Nicolò, Duccio e il senso delle cose è la rubrica settimanale di giornalismo narrativo su Siena proposta da SienaNews. Gestita da due giovani, Nicolò Ricci per la fotografia e Giada Finucci per la scrittura, vuole portare lo sguardo delle nuove generazioni sulla città. Il suo scopo è quello di valorizzare luoghi di Siena attraverso la fotografia e il racconto.
Udii lo scivolo del giacchetto sui gradini, di scatto mi voltai. Mi avvicinai, corsi su per la scalinata a prendere mio fratello sotto le ascelle e rialzarlo da terra.
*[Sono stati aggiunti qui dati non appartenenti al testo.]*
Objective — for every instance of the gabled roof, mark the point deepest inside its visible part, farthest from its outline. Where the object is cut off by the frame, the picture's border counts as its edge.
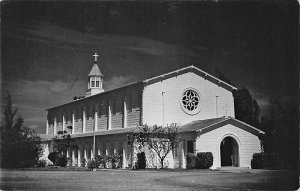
(194, 69)
(95, 71)
(205, 126)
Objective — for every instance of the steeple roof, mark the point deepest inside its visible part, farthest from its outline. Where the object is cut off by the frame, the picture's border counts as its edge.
(95, 71)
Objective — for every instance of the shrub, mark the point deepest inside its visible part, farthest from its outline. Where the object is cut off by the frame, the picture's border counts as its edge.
(204, 160)
(41, 163)
(62, 160)
(141, 162)
(115, 160)
(257, 161)
(190, 161)
(53, 157)
(83, 162)
(92, 165)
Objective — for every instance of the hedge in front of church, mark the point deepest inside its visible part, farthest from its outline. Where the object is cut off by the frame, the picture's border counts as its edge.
(203, 160)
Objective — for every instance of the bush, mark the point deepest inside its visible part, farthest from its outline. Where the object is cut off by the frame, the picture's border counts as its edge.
(115, 160)
(53, 157)
(257, 161)
(62, 160)
(190, 161)
(41, 163)
(204, 160)
(141, 162)
(92, 165)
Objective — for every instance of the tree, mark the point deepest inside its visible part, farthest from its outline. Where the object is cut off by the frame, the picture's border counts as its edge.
(20, 145)
(159, 139)
(63, 142)
(246, 107)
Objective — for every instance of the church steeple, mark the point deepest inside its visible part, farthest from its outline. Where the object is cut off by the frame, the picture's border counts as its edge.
(95, 79)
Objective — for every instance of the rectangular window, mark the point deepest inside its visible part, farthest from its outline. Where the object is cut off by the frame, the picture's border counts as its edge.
(87, 112)
(129, 103)
(190, 146)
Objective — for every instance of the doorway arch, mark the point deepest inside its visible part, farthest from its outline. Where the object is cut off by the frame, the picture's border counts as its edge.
(229, 149)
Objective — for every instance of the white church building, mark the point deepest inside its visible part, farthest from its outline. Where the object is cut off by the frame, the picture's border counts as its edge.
(200, 103)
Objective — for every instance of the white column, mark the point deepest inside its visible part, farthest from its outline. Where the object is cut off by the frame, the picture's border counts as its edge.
(125, 113)
(183, 161)
(96, 119)
(83, 120)
(73, 157)
(78, 158)
(64, 121)
(73, 122)
(109, 116)
(55, 124)
(124, 155)
(47, 126)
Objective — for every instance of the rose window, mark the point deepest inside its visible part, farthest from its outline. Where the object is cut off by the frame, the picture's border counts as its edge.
(190, 101)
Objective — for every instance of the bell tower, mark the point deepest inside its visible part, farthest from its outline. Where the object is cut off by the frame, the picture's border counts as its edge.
(95, 79)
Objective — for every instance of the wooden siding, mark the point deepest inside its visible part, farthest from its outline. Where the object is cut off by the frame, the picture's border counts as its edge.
(50, 129)
(116, 121)
(89, 124)
(210, 142)
(133, 118)
(173, 89)
(59, 127)
(78, 126)
(102, 123)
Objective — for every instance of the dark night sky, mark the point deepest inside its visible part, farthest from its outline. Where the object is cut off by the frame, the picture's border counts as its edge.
(47, 47)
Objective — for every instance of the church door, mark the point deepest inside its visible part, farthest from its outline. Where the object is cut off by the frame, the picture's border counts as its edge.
(229, 152)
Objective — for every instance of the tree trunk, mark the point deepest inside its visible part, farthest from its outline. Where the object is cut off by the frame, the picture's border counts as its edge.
(162, 163)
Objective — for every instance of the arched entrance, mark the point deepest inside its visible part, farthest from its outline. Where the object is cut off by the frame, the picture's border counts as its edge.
(229, 152)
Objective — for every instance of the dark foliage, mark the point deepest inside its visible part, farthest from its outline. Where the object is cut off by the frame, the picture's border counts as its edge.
(190, 161)
(245, 107)
(141, 160)
(20, 145)
(160, 139)
(62, 160)
(204, 160)
(257, 161)
(54, 157)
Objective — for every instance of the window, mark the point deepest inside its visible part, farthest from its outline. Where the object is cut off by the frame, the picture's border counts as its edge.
(190, 101)
(113, 106)
(87, 112)
(129, 103)
(190, 146)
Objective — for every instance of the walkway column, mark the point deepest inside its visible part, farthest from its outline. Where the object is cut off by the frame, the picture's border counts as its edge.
(64, 121)
(73, 122)
(109, 116)
(83, 120)
(55, 124)
(124, 155)
(125, 113)
(183, 161)
(47, 126)
(79, 158)
(73, 157)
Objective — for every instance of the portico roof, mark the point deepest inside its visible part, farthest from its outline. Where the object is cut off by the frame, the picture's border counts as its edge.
(204, 126)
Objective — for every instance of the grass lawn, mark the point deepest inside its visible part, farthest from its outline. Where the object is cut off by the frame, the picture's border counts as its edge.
(175, 180)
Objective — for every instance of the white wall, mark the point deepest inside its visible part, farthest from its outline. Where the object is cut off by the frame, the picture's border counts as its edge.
(210, 142)
(173, 89)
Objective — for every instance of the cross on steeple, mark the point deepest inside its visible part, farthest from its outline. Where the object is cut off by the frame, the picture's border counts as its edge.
(96, 56)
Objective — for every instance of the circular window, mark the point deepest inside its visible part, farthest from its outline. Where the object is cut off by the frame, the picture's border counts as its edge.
(190, 101)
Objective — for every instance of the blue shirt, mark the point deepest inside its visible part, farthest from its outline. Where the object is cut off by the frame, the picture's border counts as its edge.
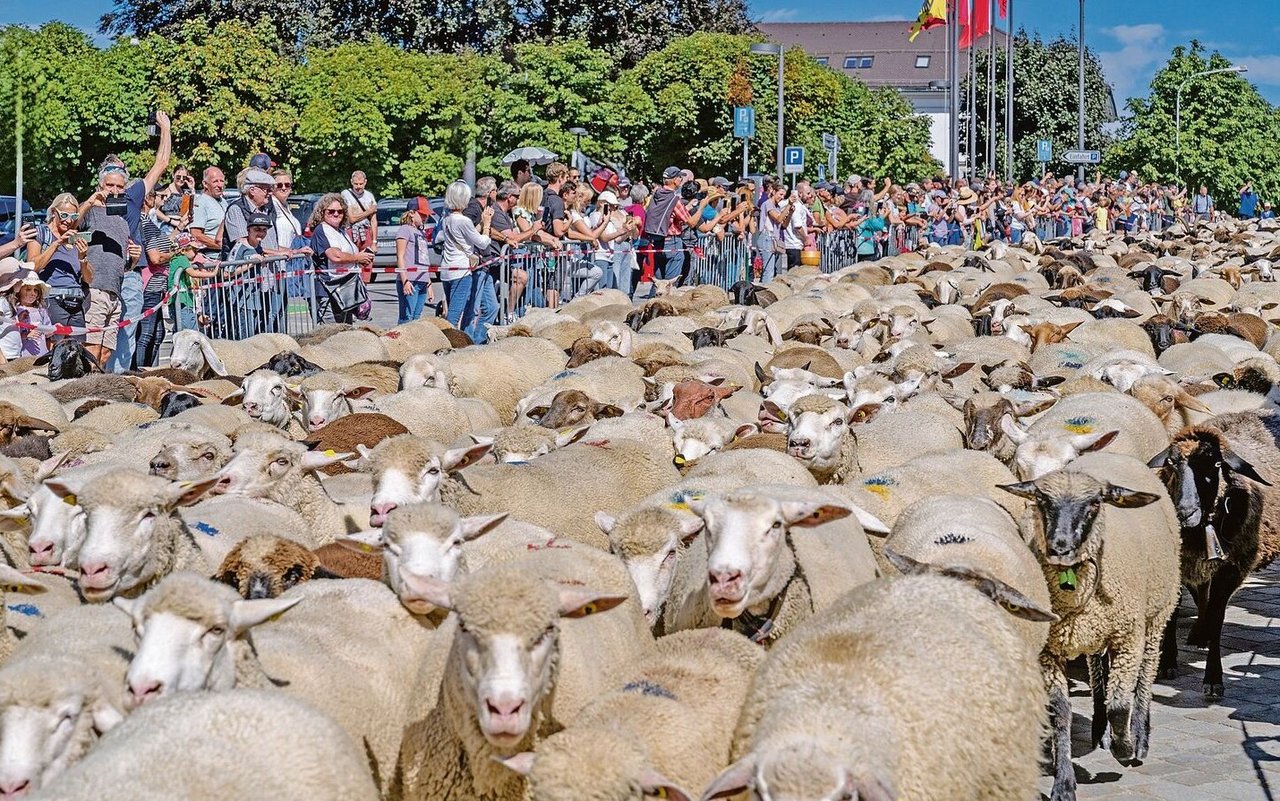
(1248, 204)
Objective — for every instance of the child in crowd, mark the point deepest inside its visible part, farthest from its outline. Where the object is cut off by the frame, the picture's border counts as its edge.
(30, 296)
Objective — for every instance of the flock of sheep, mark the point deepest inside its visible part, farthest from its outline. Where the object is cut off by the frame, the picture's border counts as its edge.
(826, 539)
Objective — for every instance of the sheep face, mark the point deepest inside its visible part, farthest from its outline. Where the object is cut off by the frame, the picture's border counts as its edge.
(745, 538)
(1069, 503)
(507, 640)
(816, 438)
(42, 735)
(264, 396)
(56, 526)
(186, 644)
(648, 543)
(423, 370)
(195, 352)
(122, 513)
(799, 767)
(408, 470)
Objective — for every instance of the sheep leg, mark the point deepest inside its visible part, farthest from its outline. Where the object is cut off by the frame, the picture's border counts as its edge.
(1169, 649)
(1220, 590)
(1127, 658)
(1060, 728)
(1098, 668)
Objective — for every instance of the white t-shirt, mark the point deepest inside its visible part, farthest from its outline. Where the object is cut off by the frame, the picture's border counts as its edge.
(798, 216)
(10, 338)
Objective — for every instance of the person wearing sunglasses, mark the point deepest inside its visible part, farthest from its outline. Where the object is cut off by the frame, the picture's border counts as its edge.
(60, 259)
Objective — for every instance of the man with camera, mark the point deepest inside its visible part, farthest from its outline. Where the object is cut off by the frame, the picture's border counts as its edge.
(113, 216)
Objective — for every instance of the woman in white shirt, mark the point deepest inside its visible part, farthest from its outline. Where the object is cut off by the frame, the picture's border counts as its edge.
(470, 292)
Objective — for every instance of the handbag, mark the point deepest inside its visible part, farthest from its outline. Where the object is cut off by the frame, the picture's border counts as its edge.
(347, 293)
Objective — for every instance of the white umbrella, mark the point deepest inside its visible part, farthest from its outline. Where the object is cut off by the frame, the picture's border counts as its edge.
(533, 155)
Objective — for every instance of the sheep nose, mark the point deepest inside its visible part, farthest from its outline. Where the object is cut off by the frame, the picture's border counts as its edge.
(145, 690)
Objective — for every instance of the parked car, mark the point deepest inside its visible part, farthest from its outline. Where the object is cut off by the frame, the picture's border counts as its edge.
(389, 211)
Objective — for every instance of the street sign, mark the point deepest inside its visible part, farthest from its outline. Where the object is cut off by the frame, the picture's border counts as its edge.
(792, 160)
(1083, 156)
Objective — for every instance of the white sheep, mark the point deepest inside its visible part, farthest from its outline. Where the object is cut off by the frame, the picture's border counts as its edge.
(826, 718)
(767, 573)
(227, 745)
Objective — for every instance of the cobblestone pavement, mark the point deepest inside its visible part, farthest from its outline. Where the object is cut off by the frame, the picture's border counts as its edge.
(1229, 750)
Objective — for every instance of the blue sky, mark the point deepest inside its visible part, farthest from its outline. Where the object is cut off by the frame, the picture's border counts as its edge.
(1133, 37)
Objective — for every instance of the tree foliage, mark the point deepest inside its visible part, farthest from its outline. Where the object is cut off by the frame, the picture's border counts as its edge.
(1046, 103)
(408, 118)
(1229, 132)
(626, 30)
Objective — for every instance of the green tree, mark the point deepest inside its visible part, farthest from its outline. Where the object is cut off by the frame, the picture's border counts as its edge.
(1046, 104)
(1229, 132)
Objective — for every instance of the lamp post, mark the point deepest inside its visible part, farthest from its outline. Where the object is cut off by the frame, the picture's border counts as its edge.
(1178, 111)
(771, 49)
(577, 147)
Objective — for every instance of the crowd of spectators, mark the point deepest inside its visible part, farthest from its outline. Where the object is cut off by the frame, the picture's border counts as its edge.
(535, 241)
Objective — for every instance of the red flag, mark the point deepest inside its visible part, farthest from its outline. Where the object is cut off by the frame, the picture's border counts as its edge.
(981, 18)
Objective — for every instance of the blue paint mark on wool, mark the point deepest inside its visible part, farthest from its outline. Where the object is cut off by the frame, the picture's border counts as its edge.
(205, 529)
(647, 687)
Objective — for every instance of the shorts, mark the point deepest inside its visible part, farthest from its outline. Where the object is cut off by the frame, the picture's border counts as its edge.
(104, 311)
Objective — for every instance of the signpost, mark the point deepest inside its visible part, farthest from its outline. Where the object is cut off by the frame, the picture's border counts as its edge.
(831, 143)
(744, 128)
(1083, 156)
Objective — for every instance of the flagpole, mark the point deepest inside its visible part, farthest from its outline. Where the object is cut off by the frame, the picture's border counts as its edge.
(1009, 94)
(954, 85)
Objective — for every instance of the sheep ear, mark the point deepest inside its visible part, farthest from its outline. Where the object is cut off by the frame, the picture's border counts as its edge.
(807, 515)
(105, 715)
(248, 613)
(457, 458)
(653, 783)
(1128, 499)
(36, 424)
(480, 525)
(186, 493)
(732, 781)
(521, 763)
(315, 459)
(16, 581)
(1242, 467)
(577, 603)
(1023, 489)
(1087, 443)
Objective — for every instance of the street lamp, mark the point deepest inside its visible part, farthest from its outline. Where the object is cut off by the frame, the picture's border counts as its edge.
(577, 147)
(1178, 111)
(771, 49)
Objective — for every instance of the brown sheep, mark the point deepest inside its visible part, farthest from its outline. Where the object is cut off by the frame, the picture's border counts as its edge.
(342, 435)
(265, 566)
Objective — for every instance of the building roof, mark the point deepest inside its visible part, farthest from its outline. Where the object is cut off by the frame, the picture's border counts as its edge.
(894, 60)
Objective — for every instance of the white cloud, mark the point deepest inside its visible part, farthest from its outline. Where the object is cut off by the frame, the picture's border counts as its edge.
(780, 15)
(1262, 68)
(1142, 50)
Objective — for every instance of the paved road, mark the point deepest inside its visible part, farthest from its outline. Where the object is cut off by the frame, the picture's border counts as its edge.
(1203, 753)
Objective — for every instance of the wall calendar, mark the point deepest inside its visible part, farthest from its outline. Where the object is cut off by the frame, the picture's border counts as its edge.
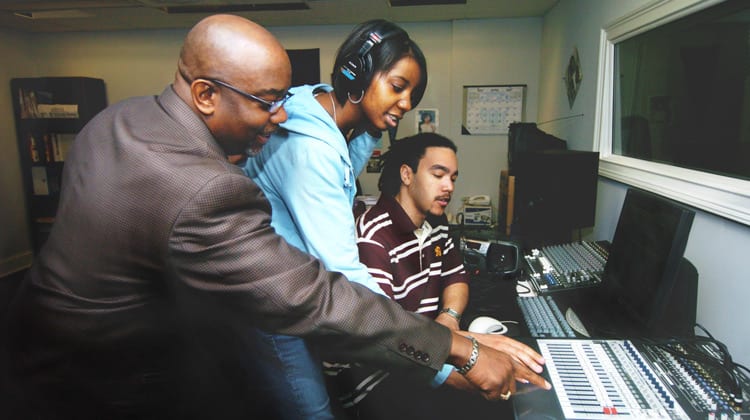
(490, 109)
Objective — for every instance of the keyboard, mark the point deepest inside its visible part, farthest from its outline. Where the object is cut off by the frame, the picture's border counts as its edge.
(543, 317)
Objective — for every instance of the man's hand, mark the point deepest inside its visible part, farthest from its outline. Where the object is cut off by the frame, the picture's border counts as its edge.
(517, 350)
(495, 373)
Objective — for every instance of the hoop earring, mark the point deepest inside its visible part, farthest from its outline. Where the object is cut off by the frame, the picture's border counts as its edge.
(361, 95)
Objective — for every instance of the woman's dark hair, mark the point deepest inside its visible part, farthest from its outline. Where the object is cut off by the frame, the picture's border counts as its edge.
(396, 45)
(407, 151)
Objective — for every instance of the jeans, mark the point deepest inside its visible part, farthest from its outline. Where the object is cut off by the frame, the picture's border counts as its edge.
(292, 376)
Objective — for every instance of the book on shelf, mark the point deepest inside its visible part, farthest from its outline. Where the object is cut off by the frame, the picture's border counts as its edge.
(39, 182)
(38, 104)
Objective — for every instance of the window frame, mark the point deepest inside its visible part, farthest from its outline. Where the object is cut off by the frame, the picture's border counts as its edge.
(721, 195)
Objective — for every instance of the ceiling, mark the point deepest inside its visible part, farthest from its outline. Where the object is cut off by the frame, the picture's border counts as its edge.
(109, 15)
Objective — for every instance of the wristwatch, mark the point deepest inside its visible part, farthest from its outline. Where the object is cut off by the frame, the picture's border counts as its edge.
(452, 313)
(472, 357)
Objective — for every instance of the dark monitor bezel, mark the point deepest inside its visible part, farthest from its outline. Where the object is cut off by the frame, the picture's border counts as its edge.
(620, 280)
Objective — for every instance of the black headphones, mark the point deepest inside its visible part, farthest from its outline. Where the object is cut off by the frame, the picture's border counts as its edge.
(357, 68)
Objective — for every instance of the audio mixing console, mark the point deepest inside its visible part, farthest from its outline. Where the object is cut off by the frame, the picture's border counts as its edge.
(566, 266)
(608, 379)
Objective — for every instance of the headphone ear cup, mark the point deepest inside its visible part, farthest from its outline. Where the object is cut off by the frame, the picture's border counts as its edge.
(352, 73)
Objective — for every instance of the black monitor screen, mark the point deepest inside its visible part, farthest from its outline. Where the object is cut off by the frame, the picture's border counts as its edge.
(555, 190)
(645, 255)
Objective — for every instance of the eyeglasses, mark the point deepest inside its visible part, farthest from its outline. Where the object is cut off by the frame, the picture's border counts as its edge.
(270, 106)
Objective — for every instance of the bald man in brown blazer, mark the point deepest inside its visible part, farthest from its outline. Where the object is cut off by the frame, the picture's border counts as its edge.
(162, 255)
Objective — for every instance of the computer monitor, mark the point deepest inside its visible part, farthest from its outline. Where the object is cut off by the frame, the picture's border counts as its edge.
(641, 279)
(527, 137)
(555, 193)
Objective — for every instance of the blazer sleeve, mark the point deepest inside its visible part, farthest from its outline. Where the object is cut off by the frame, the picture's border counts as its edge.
(228, 266)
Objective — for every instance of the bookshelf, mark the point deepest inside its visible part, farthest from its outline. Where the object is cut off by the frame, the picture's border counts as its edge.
(49, 112)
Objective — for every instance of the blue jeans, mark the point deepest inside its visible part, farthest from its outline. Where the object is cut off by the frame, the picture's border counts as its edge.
(292, 376)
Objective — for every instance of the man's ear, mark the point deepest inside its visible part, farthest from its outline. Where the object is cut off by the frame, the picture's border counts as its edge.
(406, 174)
(204, 97)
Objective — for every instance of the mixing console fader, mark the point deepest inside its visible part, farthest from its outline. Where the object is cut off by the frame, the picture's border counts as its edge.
(608, 379)
(566, 266)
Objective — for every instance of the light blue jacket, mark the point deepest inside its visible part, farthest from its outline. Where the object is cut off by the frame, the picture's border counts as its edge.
(308, 172)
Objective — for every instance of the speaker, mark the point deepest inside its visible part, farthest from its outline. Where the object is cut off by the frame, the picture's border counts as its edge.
(357, 67)
(503, 259)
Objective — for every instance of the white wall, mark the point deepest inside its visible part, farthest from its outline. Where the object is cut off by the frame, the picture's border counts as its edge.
(717, 247)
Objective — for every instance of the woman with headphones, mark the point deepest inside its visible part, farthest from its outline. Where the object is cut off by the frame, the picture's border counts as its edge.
(308, 170)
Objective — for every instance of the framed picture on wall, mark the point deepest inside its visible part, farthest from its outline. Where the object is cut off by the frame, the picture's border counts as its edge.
(427, 120)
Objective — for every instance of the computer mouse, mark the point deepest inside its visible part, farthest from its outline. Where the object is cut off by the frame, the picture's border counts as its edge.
(487, 325)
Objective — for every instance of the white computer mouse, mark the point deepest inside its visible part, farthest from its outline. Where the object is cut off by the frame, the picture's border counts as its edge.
(487, 325)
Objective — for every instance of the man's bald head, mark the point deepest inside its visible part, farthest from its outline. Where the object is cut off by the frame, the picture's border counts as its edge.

Luca è l’unico bambino che quando cade non usa il pianto per attirare l’attenzione e fare della caduta il centro che attiri su di lui ogni sguardo.
“Duccio, io bene” disse mentre lo sollevavo su, controllavo preoccupato che i palmi rosa non fossero sbucciati e me lo caricavo sulle spalle. Scesi qualche gradino per riportarlo in giardino ma il suo corpicino sfuggiva alle mie braccia, era tutto proteso verso l’alto: voleva raggiungere la sommità della scala, il mistero dietro alla porta a cui il suo incedere traballante tendeva.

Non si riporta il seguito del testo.